WuXi AppTec’s WuXi STA has said that its facility at Waigaoqiao near Shanghai has cleared its first FDA drug product pre-approval inspection. Notably, the U.S. regulator had finished off the inspection in five days last year October. The review included the points which ranged from quality management to assessment of facilities, equipment, and labs, to tablet production, integrity of data as well as other elements that are a part of the manufacturing process.
Within the same time frame as the inspection by FDA, Wuxi said that their facility successfully passed two additional pre-approval inspections that were conducted for a couple of innovative drugs by NMPA, which happens to be China’s regulatory agency.

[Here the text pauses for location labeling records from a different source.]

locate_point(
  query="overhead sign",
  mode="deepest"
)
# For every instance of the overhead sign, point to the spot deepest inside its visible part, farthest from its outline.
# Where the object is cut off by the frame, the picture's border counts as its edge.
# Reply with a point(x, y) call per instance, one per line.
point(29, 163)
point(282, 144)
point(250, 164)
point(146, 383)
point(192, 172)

Minzhang Chen, who is the co-chief executive at WuXi AppTec as well as chief executive of WuXi STA said in a statement that he was very pleased that the Waigaoqiao drug product platform had successfully passed the first PAI by the U.S. FDA. He went on to add that it is another milestone for them as the company will start providing commercial drug product manufacturing services to the U.S.
The new facility near Shanghai can take care of pre-formulation, formulation development, solid-state development, and also commercial manufacturing that would span oral dosage forms range. It was not so long back in August of 2019 that WuXi Biologics had said that it would spend to the tune of $20 million to build a 60,000 sq.mt. site nearby Shanghai to manufacture antibody-drug conjugates which would be a part of its efforts to bloat the production capacity.